The Sisters Brothers, il western picaresco di Jacques Audiard: la recensione da #Venezia75

The Sisters Brothers, il western picaresco di Jacques Audiard: la recensione da #Venezia75

Di Lorenzo Pedrazzi

Il vecchio West del nostro immaginario è un contenitore di storie che spesso attingono a registri diversi, come hanno appena dimostrato i fratelli Coen nell’ottimo The Ballad of Buster Scruggs. D’altra parte, si tratta dell’unica forma di mitologia americana, e quindi risulta soggetta a continue riletture che esprimono la vastità del suo macrocosmo: il romanzo di Patrick deWitt da cui è tratto The Sisters Brothers, non a caso, sfrutta i paesaggi della frontiera per costruire un western picaresco, riconoscendo al genere – e all’ambientazione – il valore di una sandbox pressoché illimitata in cui giocare, mescolandone i topói narrativi secondo la propria sensibilità.
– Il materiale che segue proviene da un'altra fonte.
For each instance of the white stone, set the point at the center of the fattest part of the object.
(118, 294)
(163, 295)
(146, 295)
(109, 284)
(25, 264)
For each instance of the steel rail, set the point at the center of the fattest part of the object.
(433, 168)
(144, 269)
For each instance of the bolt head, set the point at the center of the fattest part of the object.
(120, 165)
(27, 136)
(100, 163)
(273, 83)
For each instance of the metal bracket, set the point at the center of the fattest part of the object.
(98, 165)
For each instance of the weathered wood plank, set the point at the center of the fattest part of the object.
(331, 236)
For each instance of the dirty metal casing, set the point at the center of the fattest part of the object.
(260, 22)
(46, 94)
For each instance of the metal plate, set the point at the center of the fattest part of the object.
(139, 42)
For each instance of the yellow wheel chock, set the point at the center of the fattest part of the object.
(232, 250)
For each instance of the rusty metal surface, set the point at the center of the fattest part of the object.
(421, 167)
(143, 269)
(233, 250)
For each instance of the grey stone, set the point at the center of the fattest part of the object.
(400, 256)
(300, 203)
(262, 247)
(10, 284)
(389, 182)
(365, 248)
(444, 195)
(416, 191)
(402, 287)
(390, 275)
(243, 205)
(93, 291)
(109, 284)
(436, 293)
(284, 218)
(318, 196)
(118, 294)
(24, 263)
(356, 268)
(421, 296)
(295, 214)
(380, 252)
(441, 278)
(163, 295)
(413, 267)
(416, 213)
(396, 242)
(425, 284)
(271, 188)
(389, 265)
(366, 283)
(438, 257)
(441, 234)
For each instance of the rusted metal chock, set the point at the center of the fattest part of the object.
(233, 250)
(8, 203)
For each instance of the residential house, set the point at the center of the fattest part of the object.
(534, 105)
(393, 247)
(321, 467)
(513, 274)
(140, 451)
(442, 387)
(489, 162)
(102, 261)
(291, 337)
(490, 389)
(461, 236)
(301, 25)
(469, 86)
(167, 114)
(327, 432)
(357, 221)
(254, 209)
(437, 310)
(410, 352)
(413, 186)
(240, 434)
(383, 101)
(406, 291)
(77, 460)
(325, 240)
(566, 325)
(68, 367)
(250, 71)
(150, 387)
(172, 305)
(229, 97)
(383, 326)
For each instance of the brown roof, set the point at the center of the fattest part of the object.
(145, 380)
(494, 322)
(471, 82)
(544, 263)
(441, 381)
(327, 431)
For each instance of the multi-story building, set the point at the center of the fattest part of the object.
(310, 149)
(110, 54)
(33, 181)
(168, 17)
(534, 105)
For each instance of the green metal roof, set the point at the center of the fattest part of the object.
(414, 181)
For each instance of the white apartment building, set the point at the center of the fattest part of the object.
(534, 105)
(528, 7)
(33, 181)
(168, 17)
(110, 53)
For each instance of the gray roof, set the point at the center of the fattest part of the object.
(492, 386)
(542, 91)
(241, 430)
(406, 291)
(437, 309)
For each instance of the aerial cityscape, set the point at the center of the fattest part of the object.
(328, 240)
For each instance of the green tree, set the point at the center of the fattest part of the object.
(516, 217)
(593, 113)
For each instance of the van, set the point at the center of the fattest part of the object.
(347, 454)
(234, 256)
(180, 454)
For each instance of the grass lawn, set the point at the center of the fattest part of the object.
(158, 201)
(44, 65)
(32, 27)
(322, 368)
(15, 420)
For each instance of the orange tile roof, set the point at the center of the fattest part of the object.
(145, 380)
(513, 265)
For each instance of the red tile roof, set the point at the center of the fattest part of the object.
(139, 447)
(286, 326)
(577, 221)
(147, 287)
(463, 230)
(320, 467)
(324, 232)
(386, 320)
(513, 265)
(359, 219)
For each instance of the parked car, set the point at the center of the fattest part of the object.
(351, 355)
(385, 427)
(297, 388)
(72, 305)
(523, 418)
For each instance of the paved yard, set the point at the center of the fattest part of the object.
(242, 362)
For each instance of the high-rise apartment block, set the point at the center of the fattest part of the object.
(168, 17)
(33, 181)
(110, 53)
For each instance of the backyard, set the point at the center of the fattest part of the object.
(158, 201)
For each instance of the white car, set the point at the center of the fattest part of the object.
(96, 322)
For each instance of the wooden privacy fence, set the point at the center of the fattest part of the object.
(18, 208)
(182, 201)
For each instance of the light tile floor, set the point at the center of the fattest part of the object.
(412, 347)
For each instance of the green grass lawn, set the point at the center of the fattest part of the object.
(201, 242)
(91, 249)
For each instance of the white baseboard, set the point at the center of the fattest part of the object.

Dal canto suo, il cinema di Jacques Audiard ha un’asprezza melodrammatica che sembra lontanissima dall’idea di un western farsesco, eppure il suo primo film in lingua inglese lo conduce proprio in quella direzione: The Sisters Brothers è caratterizzato da una notevole alternanza di toni, ma la commedia nera ha un ruolo di primo piano, dato che le pistolettate e gli spargimenti di sangue sono spesso screziati da un umorismo paradossale. Al centro della trama ci sono i due eponimi fratelli, Eli e Charlie Sisters (John C. Reilly e Joaquin Phoenix), che lavorano come cacciatori di taglie al soldo del Commodoro (Rutger Hauer). Quando ricevono l’incarico di acciuffare il chimico Hermann Kermit Warm (Riz Ahmed), inventore di una formula che facilita la ricerca dell’oro, Eli e Charlie si mettono in viaggio per San Francisco, preceduti da un investigatore (John Morris, interpretato da Jake Gyllenhaal) che deve trovare Hermann per loro: la caccia, però, avrà esiti inaspettati, con diversi cambi di fronte.

Nella prima metà del film, la storia procede su due binari paralleli che corrispondono ad altrettante coppie maschili, dove la caratterizzazione dei singoli personaggi influenza le dinamiche di rapporto: se Hermann e John sfiorano addirittura la bromance, Eli e Charlie vivono invece i contrasti della solidarietà virile, animati da personalità antitetiche che non facilitano la convivenza. Il nucleo del racconto appartiene comunque ai due fratelli, le cui avventure ricalcano alcuni tratti salienti del romanzo picaresco, soprattutto considerando le loro origini sfortunate (il padre ubriacone e violento), la bassa estrazione sociale e le azioni riprovevoli che compiono per sopravvivere, ma anche la centralità del viaggio come avventura formativa. Attraverso gli incontri che fanno, e le situazioni – talvolta assurde, quasi grottesche – in cui si trovano, Eli e Charlie ripensano le loro vite, e sono indotti (quando non esplicitamente obbligati) al cambiamento. L’arco narrativo ha il pregio della completezza, e indica una riscoperta della propria umanità attraverso il ritorno alle radici, purgandosi anche letteralmente dalle scorie del passato.

Peccato che la regia di Audiard non sempre abbia una forte individualità, e talvolta si limiti a un lavoro di pura confezione (peraltro ottimo, anche grazie al direttore della fotografia Benoît Debie). Gli elementi di maggiore originalità emergono dalla messa in scena della violenza: fin dalla sequenza iniziale, Audiard sceglie un approccio antispettacolare che tende a relegare l’azione fuori campo, oppure ad avvolgerla nell’oscurità, mostrandone – più che l’atto in sé – gli effetti sull’ambiente e sui personaggi. In effetti, l’epopea di The Sisters Brothers esprime tutta la futilità della violenza, il suo circolo vizioso senza fine, e l’epilogo si fa beffe di molti cliché del genere western: la vendetta non porta ad alcun climax, ma sfocia nella quotidianità e nella distensione. Ripensando al sogno ricorrente di una società pacifica e democratica, coltivato da Hermann nel suo progetto utopistico, non potrebbe esserci un finale più adatto.